Question

If \( x \) is an even integer and \( y = 3x + 5 \), which of the following must be odd?

• A. \( x \)
• B. \( y \)
• C. \( 2x + y \)
• D. \( x + y \)
• E. \( 2y \)

Hint:

If \( x \) is even, any linear combination involving \( x \) and an odd number (like \( y = 3x + 5 \)) will result in an odd number.

Answer 1

The Correct Option is B

Step 1: Since \( x \) is an even integer, we can express it as \( x = 2k \), where \( k \) is an integer.
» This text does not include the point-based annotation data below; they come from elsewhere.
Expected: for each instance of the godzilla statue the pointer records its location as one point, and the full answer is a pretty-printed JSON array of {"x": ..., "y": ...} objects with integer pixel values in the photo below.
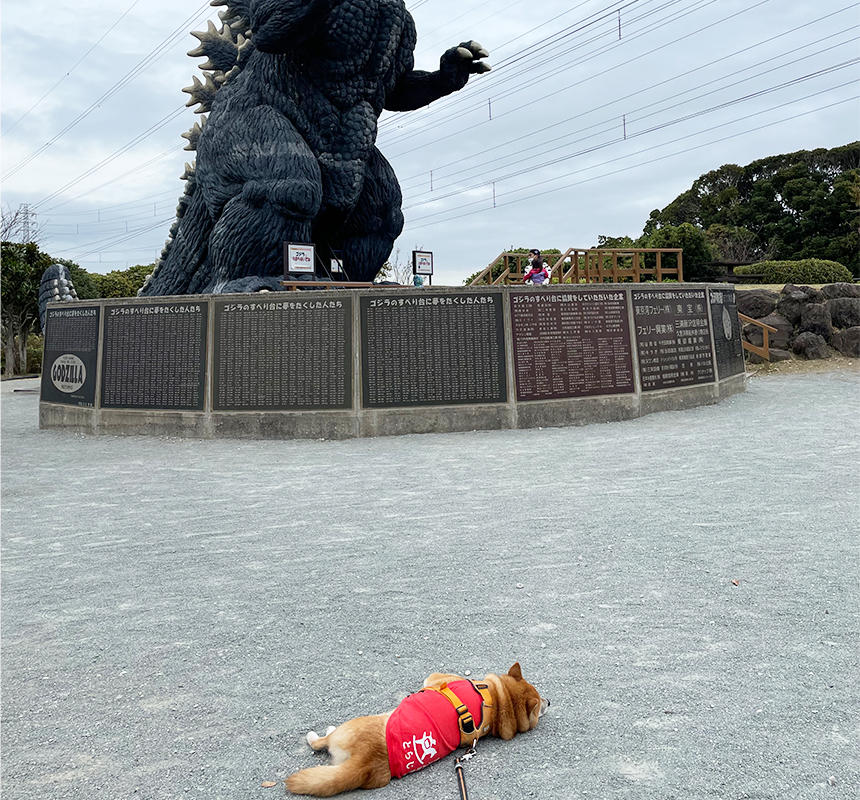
[{"x": 293, "y": 90}]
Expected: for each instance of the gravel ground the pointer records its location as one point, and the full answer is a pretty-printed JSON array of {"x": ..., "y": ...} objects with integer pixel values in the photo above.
[{"x": 176, "y": 614}]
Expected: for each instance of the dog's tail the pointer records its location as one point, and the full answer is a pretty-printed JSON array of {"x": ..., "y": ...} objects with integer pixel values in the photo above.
[{"x": 326, "y": 781}]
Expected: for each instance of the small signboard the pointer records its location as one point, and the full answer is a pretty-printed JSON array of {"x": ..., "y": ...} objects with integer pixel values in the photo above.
[
  {"x": 422, "y": 262},
  {"x": 298, "y": 257},
  {"x": 69, "y": 361}
]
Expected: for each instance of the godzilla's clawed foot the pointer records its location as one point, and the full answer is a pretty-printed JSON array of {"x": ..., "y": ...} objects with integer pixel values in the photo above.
[
  {"x": 251, "y": 283},
  {"x": 466, "y": 57}
]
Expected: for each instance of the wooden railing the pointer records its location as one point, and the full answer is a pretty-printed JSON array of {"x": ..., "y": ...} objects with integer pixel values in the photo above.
[
  {"x": 766, "y": 330},
  {"x": 591, "y": 265}
]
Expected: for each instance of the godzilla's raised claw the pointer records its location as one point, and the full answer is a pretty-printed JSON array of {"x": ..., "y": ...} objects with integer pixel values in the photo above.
[
  {"x": 464, "y": 59},
  {"x": 472, "y": 51}
]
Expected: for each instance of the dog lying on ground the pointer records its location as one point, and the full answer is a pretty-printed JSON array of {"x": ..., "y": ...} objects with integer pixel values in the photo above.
[{"x": 449, "y": 712}]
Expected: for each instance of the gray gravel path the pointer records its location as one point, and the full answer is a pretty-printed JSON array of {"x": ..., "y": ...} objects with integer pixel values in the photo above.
[{"x": 176, "y": 614}]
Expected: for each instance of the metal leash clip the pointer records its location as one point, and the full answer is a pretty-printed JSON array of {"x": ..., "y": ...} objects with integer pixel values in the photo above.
[{"x": 458, "y": 769}]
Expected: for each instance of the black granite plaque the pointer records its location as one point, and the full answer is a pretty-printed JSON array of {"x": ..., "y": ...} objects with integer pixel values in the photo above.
[
  {"x": 423, "y": 348},
  {"x": 570, "y": 343},
  {"x": 277, "y": 354},
  {"x": 727, "y": 332},
  {"x": 154, "y": 355},
  {"x": 673, "y": 337},
  {"x": 70, "y": 355}
]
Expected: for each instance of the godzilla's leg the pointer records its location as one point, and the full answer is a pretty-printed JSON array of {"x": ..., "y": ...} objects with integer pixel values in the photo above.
[
  {"x": 272, "y": 192},
  {"x": 368, "y": 234}
]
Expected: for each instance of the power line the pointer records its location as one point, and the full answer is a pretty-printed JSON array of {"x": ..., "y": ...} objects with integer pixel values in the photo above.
[
  {"x": 612, "y": 123},
  {"x": 457, "y": 212},
  {"x": 151, "y": 56},
  {"x": 73, "y": 67}
]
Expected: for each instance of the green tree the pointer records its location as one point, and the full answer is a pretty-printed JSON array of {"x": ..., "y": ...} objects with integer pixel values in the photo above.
[
  {"x": 22, "y": 268},
  {"x": 615, "y": 242},
  {"x": 787, "y": 207}
]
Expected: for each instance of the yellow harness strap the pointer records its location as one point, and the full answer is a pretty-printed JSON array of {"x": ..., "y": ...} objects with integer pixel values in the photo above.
[{"x": 466, "y": 721}]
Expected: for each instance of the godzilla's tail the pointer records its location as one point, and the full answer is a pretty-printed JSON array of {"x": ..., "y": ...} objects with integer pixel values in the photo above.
[
  {"x": 185, "y": 250},
  {"x": 56, "y": 285}
]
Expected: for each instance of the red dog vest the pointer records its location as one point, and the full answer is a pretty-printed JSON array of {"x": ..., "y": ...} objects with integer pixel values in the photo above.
[{"x": 425, "y": 727}]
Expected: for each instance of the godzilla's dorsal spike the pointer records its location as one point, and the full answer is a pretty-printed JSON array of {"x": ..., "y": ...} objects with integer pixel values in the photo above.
[{"x": 218, "y": 46}]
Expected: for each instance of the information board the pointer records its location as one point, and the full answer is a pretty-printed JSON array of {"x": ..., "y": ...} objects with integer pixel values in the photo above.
[
  {"x": 70, "y": 355},
  {"x": 673, "y": 337},
  {"x": 727, "y": 332},
  {"x": 570, "y": 343},
  {"x": 283, "y": 354},
  {"x": 426, "y": 348},
  {"x": 154, "y": 355}
]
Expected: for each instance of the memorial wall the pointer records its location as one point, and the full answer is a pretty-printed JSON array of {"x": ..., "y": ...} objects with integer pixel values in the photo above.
[{"x": 385, "y": 361}]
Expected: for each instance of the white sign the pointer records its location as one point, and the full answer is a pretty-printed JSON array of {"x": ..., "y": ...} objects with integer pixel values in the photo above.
[
  {"x": 300, "y": 257},
  {"x": 422, "y": 262}
]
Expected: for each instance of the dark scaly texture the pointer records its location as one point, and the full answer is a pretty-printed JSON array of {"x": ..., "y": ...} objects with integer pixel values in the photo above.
[{"x": 288, "y": 150}]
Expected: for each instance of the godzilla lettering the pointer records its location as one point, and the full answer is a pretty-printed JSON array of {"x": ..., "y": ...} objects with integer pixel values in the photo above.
[{"x": 293, "y": 90}]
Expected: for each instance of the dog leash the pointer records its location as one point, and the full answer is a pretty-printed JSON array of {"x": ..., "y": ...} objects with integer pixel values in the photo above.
[{"x": 458, "y": 769}]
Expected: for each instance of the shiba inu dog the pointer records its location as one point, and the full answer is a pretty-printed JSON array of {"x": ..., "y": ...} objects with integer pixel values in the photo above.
[{"x": 447, "y": 713}]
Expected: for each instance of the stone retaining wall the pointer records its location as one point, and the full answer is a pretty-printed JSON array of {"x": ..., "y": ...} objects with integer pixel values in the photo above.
[{"x": 809, "y": 322}]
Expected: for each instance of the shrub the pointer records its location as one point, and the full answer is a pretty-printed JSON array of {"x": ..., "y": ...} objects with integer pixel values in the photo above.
[{"x": 809, "y": 270}]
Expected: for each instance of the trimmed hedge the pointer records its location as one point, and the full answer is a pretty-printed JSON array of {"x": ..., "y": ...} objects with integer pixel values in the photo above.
[{"x": 809, "y": 270}]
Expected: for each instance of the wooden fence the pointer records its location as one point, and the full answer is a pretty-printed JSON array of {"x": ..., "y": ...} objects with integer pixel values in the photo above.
[{"x": 591, "y": 265}]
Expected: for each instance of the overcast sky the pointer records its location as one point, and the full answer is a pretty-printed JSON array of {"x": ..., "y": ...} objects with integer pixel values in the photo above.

Step 2: Now substitute \( x = 2k \) into the equation \( y = 3x + 5 \): \[ y = 3(2k) + 5 = 6k + 5. \] Since \( 6k \) is even (because it is a multiple of 2) and 5 is odd, the sum \( 6k + 5 \) must be odd. Therefore, \( y \) is always odd. Step 3: Let’s check the other options: - \( x \) is even by assumption. - \( 2x + y = 2(2k) + (6k + 5) = 4k + 6k + 5 = 10k + 5 \). Since \( 10k \) is even and 5 is odd, \( 2x + y \) is odd. - \( x + y = 2k + (6k + 5) = 8k + 5 \). Since \( 8k \) is even and 5 is odd, \( x + y \) is odd. - \( 2y = 2(6k + 5) = 12k + 10 \). Since \( 12k \) is even and 10 is even, \( 2y \) is even. Thus, \( y \) must be odd.